第21状態
ベッドの中でゆっくりと意識を取り戻す。
目を開けてまず見える天井は、いつものように空色だ。
そこには雲もいくつか浮かんでいる。
よく寝れるようにということで、ついこの間売られ始めた機械を使っているからだ。
春風のような爽やかな風が、どこの窓もドアも開けていないのにもかかわらず、部屋を吹き抜けていく。
それを顔で感じながらゆっくりと背伸びをして、眠っていたベッドから起き上がった。
いつもと変わらない日が、今日も始まる。
朝ごはんを食べている間、適当にザッピングをして落ち着いたチャンネルの占いを見ていた。
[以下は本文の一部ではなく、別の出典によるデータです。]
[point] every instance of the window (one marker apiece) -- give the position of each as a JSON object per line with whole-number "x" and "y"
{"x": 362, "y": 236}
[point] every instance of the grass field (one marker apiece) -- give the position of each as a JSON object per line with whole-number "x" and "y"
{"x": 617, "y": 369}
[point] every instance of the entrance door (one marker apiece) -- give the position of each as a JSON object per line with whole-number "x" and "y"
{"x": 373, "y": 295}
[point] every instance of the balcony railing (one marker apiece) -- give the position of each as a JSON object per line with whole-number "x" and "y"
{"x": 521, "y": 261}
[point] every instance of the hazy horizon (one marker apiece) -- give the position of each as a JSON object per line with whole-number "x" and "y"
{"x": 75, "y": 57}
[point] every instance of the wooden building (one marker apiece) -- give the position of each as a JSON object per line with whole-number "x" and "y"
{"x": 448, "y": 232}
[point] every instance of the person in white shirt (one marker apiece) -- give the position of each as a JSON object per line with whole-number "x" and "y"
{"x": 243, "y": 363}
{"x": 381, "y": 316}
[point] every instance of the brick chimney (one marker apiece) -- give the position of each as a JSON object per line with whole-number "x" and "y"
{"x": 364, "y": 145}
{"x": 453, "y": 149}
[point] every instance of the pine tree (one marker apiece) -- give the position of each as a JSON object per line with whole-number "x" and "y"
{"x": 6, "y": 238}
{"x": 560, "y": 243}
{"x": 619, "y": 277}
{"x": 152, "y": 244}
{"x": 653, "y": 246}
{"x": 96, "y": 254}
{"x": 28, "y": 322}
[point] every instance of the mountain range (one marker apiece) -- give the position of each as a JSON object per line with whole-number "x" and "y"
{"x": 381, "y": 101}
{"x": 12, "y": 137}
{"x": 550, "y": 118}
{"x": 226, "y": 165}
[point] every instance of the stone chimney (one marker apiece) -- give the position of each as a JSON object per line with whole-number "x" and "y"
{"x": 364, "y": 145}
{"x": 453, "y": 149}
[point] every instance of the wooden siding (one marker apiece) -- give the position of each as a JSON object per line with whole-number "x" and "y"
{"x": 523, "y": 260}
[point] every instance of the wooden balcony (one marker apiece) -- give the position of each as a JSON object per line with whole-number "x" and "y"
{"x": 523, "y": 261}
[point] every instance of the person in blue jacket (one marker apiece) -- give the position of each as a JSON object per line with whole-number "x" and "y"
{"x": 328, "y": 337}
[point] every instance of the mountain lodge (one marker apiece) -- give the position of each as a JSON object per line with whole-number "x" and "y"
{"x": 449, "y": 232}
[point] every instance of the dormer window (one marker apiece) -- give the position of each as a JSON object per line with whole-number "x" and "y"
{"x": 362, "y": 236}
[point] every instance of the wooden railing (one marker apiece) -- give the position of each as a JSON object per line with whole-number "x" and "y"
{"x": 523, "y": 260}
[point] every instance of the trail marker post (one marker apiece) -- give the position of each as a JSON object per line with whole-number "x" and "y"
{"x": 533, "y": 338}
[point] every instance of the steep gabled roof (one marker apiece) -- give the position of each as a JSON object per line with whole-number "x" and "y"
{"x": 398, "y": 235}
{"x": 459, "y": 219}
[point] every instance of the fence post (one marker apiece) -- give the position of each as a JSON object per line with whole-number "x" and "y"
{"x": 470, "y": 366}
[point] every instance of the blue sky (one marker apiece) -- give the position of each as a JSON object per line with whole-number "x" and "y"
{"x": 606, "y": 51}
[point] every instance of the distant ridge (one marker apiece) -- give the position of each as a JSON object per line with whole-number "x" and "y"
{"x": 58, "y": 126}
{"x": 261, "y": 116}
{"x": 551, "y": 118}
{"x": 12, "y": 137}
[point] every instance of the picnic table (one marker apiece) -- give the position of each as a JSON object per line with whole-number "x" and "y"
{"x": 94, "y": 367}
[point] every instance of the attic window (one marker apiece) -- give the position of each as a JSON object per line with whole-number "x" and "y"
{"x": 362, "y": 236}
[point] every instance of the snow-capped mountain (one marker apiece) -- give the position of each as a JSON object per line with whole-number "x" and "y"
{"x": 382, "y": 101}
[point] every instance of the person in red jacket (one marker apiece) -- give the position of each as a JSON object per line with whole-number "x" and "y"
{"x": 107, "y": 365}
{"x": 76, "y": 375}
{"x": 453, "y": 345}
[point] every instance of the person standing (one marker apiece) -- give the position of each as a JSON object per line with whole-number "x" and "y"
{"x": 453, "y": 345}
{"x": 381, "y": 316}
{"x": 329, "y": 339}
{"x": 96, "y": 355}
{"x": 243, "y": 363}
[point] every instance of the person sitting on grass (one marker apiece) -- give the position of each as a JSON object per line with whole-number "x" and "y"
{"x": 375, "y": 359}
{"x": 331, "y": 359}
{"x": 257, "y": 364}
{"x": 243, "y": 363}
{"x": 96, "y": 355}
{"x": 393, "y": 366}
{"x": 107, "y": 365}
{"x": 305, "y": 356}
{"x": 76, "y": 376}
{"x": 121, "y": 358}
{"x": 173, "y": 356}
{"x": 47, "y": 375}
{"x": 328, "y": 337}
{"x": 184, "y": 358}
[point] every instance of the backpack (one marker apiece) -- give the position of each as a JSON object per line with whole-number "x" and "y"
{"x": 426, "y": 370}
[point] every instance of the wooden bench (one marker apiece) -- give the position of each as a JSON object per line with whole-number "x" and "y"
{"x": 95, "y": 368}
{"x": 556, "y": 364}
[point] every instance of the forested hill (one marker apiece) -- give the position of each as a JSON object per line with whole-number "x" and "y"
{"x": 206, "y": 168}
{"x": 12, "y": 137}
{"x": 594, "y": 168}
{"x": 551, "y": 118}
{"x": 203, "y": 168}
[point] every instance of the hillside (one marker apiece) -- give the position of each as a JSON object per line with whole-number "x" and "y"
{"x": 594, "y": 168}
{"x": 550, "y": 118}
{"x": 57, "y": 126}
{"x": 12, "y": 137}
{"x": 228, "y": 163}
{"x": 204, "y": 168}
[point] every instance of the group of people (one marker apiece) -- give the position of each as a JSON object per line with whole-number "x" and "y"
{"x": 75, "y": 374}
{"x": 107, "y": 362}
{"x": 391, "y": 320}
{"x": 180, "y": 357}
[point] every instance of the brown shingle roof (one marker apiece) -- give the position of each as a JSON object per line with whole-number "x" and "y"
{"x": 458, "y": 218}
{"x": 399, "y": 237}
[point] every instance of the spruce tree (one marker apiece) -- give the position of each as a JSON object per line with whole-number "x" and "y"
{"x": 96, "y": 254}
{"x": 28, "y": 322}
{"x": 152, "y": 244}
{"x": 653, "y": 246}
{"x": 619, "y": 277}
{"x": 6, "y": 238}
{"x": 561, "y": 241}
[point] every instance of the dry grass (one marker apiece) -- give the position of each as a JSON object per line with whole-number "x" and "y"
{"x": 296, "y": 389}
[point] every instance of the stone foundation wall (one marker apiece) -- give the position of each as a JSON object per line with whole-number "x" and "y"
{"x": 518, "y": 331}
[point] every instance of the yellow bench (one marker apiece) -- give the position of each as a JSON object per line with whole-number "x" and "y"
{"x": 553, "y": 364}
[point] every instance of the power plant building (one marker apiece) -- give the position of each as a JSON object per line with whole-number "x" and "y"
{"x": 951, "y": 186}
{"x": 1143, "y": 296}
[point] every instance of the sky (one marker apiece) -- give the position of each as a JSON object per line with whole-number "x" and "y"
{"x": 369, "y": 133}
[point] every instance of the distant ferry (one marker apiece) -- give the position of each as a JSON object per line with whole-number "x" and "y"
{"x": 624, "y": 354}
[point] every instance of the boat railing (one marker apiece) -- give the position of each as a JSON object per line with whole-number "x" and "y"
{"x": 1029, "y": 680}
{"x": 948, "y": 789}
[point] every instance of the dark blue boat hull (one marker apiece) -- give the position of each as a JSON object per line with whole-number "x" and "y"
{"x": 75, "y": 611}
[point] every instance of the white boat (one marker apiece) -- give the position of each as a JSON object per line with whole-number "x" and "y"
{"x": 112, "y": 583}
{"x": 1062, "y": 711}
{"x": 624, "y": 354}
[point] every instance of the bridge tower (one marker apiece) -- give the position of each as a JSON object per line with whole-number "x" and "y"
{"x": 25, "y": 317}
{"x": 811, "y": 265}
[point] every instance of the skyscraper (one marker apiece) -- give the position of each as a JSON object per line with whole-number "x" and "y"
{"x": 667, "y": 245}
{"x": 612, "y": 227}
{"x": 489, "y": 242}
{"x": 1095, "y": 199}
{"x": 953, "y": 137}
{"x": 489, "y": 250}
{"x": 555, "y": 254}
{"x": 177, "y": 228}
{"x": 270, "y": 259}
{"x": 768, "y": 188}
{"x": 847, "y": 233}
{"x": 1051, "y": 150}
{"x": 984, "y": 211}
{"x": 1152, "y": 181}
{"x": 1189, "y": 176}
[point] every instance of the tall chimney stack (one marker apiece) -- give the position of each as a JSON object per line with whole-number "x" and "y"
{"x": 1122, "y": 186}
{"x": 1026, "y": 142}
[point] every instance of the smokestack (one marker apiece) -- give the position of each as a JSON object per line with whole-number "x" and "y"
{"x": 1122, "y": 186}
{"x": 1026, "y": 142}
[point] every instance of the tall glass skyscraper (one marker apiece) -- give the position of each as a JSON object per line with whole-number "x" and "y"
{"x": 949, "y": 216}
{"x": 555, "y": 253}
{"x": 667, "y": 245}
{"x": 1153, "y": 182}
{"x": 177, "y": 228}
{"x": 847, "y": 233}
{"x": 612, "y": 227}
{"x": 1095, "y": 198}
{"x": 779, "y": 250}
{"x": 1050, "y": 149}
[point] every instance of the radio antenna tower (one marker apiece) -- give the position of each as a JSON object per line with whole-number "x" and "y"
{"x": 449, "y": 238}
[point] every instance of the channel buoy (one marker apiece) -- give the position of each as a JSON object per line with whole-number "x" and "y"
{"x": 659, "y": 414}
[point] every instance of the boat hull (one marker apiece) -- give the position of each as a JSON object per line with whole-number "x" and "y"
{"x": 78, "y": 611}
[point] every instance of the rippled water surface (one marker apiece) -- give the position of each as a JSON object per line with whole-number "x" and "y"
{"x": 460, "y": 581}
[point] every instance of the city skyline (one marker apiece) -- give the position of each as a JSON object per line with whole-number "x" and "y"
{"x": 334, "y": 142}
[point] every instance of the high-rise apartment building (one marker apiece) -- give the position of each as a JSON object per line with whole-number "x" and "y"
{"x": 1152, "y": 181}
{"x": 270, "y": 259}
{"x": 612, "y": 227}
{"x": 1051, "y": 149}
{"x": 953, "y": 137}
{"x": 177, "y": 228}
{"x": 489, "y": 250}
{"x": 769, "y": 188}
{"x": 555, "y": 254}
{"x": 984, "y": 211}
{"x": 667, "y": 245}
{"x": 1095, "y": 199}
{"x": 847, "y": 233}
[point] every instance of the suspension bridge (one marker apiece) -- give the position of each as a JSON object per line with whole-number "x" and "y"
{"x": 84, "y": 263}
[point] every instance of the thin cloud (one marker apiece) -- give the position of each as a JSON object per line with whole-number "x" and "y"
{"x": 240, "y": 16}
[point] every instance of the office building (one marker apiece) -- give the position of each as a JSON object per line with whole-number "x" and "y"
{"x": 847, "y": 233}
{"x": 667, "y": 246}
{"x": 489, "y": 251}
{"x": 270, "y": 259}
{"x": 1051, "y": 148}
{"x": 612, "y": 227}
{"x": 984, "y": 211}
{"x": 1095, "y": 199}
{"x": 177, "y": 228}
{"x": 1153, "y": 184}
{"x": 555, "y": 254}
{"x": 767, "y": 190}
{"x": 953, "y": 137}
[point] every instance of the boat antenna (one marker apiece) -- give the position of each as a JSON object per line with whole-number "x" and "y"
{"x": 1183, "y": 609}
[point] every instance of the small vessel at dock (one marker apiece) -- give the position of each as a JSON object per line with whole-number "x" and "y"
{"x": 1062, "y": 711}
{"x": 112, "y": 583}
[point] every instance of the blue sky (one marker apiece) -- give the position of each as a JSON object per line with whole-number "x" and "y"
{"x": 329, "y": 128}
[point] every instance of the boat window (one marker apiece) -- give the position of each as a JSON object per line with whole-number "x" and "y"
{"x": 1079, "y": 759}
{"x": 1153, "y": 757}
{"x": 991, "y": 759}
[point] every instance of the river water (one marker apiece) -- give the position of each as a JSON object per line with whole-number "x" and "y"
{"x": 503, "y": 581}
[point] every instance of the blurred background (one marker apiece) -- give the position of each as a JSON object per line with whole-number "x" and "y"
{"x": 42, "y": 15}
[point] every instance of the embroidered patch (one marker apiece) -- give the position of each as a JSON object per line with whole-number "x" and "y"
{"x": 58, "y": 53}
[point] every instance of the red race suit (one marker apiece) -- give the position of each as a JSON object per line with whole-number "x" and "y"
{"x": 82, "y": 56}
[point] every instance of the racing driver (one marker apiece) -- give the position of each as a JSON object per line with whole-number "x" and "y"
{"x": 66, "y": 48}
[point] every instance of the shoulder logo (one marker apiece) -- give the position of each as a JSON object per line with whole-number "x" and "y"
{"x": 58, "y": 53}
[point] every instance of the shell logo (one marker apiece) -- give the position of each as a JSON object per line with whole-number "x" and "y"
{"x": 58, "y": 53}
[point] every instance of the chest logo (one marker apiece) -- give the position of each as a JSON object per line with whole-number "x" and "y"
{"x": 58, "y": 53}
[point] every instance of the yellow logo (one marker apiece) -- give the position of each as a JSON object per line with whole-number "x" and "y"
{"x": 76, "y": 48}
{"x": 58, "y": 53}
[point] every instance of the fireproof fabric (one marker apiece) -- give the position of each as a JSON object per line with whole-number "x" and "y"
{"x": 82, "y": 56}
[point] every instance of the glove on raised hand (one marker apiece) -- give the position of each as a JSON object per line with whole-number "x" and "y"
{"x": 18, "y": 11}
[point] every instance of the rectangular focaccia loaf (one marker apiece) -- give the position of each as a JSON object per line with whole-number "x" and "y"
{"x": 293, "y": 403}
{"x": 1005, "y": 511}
見ているテレビは最新物で、メガネをかけずに、どんな角度から見ても、どんな距離から見ても、飛び出しているように見えるという3Dテレビだ。
「今日は右足から玄関を出るといい…か」
あまり占いは信用していない。
だからこそ、占いを気にせずに、玄関を出た。
「左足か」
俺は左足から、今日の第一歩を踏み出した。
登校路にある十字路を左斜め向こうの方へと行くとき、車よりも速い自転車が、俺の前を通った。
気付いた時には、もう目の前にいてひやりとする。
だが、引っかかることもなく、怒号を多分俺に浴びせて、そのまま急カーブを描いて道の反対側へと向かった。
「朝からついてねーなー」
俺はそう愚痴ると、再び一歩を踏み出した。
とたん、死角になっていた右側から激しい衝撃を受けて、何が何だか分からない間に、きれいな青空を見ていた。
頭が正常に動かないまま、横から女子のごめんなさいという声が聞こえてくる。
やっと体中を駆け巡っていた衝撃が収まって、体の節々が痛みながらも上半身を起こすと、女子の顔が目の前に迫った。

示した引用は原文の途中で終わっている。